Following the Fish is a joint project run by High Life Highland’s archive service in partnership with Suffolk Archives, the Norfolk Record Office and the Hebridean Archives, Tasglann nan Eilean.
The archive teams have been busy curating both in-person and online exhibitions in advance of two launch events, one of which is in Caithness. It takes place on Thursday, May 8, at Nucleus in Wick, starting at 6.30pm.
Funding for the project was awarded by the Lloyd’s Register Foundation, allowing the partners to research and tell the story of the herring girls who travelled around the coast.
These hardy women played an important role in the life of fishing towns in Scotland and England. In some cases they married and settled far from home.

The herring girls would travel from port to port from June to September, following fleets of boats to gut and pack fish into barrels for export.
The exhibitions will showcase records from all the archive centres as well as stories, photographs and memories captured through interviews with local people and family members of herring lassies. They include photographs and family stories about Agnes Murray and Jessie Macdonald.
Agnes Murray was born in 1911 and grew up in Ness, Lewis. She left school at 14 and began working as a herring gutter, following the fish around the coast throughout the season.
She married Harry Grant from Wick in 1936 and raised her family in Caithness.

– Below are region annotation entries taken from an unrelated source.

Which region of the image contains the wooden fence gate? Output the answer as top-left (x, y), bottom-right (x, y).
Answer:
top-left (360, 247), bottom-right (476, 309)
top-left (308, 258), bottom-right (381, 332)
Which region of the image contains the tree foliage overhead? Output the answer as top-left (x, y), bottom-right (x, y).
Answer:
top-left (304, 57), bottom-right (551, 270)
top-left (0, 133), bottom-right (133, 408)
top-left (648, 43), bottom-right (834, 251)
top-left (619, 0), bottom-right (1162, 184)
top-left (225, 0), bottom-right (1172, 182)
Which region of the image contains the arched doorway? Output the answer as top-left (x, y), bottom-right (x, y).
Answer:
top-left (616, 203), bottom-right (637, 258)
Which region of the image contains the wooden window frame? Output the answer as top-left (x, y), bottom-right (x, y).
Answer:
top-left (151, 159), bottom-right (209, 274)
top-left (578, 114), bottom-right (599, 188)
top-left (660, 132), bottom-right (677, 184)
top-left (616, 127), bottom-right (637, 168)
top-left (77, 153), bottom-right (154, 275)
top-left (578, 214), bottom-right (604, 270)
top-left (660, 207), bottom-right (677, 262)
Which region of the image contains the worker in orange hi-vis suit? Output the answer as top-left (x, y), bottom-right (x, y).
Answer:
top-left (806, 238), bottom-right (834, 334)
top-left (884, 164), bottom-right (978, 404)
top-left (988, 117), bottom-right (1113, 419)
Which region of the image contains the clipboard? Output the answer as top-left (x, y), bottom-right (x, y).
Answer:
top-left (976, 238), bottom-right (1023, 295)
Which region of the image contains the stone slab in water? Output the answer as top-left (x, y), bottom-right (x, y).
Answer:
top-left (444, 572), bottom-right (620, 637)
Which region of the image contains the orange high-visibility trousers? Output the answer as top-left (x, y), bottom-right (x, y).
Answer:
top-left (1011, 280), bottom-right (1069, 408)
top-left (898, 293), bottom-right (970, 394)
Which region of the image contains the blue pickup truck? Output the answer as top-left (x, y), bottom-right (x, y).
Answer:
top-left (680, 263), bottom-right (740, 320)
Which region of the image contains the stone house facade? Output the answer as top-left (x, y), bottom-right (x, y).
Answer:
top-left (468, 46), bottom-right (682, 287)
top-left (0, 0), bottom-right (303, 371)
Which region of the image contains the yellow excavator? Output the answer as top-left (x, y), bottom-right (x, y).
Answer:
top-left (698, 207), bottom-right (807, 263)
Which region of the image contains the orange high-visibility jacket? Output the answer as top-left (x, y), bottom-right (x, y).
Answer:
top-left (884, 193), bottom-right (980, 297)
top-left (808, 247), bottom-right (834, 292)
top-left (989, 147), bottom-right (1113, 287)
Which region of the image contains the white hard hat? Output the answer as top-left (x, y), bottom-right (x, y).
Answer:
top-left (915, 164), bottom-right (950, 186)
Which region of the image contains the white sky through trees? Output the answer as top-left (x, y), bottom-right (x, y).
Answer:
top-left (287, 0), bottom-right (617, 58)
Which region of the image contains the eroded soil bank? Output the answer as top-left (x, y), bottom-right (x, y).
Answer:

Jessie McDonald was born in 1907. She and her family lived in Kinnaird Street, Wick.
Jessie worked as a packer for Stewart’s fishcurers in their yard at Nicolson Street in Wick and in Great Yarmouth too.
Wick became known as Europe’s herring capital due to the volume of fish landed there. It has been claimed that in 1867, in two days, some 3500 fisher lassies gutted a total of 50 million herring at Pulteneytown harbour.
Wick later had an annual herring queen pageant, with herring queens reigning from 1937 to 1953.